At least they knew each other a little, these two. Admittedly most of their time together had been at bedsides, but I felt grateful for even that. My mother and Dolan had barely passed each other in the world, meeting each other just a week before her stroke. Wib and I had gone over to the nursing home together. We’d found my mother hunched over in her wheelchair in the television room. She wasn’t watching the screen; such things didn’t seem to interest her anymore. Nothing really seemed to interest her. I held Dolan in my arms, like a present I was proud of, the best present I would ever give my mother. We’d pulled up chairs and sat down in front of her.
“Hi, Mum,” I’d said, feeling weepy already. “How are you?”
She’d looked at me consideringly.

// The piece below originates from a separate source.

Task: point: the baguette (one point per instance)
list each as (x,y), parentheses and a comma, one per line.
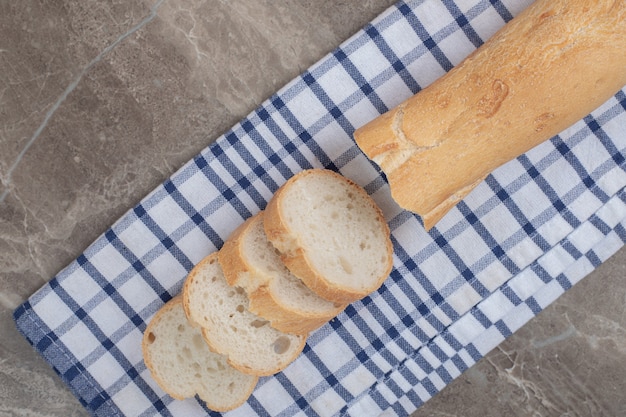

No matter how long it had been since we’d seen each other, she usually reacted as though I’d just been there a few minutes before and what was I making such a fuss about? She was often confused about how old I was, but she always seemed to know me. The same was true for my siblings. My father was the only one she really brightened up for, and she’d hold his hand while he visited. In my whole life I never remembered seeing them hold hands. “I don’t believe she said ‘I love you’ as much in our whole marriage as she has in the last couple of years,” he had told me once.